Breaking the public-sector/private sector stalemate in cyber security

Department of Homeland Security ICS-CERT

From Derek S. Reveron, the New Atlanticist:  As Cyber Command matures, it tends to dominate national cybersecurity discussions. Ellen Nakashima’s reporting notes coordination across the government occurs, but an anonymous official sees “DOD has the responsibility to defend the nation” crowding out the civilian departments of the government. Given how military commanders are as much policy entrepreneurs as warfighters, we should expect to see the military lead on cyber issues.

As cyber issues are increasingly securitized through law and integrated into national security bureaucracies, we must not overlook how cyberspace is different from land, air, and sea. The most important distinction is the essential role the private sector plays in creating, sustaining, and innovating in the cyber field. The world largely runs on Windows, people connect through Facebook, and Google is both a multi-billion dollar company and a verb. In spite of this, Jason Healey notes that governments must:

Break the fifteen-year public-sector/private sector stalemate.The need for information sharing and trust between the government and private sectors has been well known since before 1998, when US President Clinton issued a decision directive calling for cooperation. Yet nearly fifteen years later, the same findings surface in every exercise and report and are met with the same platitudes and saccharine commitments and action plans.

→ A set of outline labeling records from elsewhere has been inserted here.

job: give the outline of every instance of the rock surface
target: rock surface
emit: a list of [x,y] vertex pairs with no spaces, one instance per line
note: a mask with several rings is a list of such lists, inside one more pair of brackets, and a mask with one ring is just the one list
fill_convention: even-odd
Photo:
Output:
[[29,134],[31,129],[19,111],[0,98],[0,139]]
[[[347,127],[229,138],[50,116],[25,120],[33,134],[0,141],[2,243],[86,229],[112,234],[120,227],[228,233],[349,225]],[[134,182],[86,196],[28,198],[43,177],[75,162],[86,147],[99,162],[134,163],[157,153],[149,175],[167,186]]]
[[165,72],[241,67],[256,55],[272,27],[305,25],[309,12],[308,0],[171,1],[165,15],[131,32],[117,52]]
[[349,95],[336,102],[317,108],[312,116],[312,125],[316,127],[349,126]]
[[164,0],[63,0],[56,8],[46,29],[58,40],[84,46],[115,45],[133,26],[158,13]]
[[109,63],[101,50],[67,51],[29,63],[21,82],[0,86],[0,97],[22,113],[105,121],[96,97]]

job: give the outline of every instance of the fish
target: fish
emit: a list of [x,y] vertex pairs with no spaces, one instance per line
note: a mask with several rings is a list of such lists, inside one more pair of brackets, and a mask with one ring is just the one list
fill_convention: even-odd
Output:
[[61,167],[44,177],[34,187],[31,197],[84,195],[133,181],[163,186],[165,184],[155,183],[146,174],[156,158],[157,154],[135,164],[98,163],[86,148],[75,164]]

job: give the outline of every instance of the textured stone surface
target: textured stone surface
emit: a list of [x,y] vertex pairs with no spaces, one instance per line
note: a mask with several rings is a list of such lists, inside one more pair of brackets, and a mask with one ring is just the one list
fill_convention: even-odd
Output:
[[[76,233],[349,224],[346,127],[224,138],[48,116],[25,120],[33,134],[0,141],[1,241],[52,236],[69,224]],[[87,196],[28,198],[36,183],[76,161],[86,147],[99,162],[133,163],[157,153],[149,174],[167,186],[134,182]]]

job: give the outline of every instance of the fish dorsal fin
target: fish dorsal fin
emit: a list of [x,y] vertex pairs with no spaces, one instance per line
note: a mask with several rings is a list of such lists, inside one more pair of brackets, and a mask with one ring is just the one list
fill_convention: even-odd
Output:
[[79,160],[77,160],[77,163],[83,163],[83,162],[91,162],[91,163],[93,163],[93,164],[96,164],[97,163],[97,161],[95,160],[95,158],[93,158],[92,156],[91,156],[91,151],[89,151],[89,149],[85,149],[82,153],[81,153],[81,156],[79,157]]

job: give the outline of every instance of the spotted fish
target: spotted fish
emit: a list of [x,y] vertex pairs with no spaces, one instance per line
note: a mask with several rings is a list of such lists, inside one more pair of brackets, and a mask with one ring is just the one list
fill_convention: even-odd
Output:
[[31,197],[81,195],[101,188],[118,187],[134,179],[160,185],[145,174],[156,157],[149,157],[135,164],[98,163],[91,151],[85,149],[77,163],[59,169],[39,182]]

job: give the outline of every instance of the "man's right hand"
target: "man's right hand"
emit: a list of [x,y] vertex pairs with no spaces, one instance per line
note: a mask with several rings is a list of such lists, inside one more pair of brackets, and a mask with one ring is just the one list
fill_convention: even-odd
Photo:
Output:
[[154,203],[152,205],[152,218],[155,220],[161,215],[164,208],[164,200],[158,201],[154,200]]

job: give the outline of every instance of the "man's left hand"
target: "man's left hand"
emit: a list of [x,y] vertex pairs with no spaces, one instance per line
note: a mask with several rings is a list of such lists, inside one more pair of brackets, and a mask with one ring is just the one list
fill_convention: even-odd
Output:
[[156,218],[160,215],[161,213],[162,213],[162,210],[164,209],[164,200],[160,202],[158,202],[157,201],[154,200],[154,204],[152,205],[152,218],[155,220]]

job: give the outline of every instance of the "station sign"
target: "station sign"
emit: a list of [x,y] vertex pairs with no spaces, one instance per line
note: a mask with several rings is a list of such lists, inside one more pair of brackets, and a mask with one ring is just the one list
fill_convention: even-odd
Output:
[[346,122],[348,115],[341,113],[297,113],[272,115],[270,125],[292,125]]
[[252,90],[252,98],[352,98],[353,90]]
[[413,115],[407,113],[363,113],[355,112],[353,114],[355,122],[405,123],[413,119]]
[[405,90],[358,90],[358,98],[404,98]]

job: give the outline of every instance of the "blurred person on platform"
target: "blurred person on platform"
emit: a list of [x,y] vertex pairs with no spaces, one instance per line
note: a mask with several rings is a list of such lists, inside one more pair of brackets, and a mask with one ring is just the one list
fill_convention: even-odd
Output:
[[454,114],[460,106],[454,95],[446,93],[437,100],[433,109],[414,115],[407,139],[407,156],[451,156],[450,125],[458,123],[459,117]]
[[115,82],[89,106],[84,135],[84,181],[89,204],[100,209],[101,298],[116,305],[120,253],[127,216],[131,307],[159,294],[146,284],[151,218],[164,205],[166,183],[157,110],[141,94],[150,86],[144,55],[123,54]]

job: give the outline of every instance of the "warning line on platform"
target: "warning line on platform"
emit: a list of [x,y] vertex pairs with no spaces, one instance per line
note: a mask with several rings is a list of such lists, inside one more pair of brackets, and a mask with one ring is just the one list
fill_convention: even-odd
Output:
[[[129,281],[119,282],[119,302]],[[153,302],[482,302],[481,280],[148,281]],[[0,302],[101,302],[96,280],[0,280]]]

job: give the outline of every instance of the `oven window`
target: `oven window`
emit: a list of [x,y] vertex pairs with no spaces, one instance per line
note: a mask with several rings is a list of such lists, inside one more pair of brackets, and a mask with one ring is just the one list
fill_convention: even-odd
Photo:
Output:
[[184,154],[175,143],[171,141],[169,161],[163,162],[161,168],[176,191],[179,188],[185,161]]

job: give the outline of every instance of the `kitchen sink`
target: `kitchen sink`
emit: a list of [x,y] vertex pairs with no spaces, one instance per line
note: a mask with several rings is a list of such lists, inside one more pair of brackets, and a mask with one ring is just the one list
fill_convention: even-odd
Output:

Recognizing the centrality of the private sector is fundamental. While cyber offense is king, cyber defense can be improved through better cyber hygiene by users and changing the incentive structure to reduce software vulnerabilities by producers. Just as there are regulations and fines governing use of the environment to reduce pollution, it might be time to explore ways for governments to impose costs on companies that enable intrusions through vulnerable software. Allowing the military or national security bureaucracy to dominate policy discussions will likely be insufficient in the cyber age.

Derek S. Reveron, an Atlantic Council contributing editor, is a Professor of National Security Affairs and the EMC Informationist Chair at the U.S. Naval War College in Newport, Rhode Island.  (photo: Reuters)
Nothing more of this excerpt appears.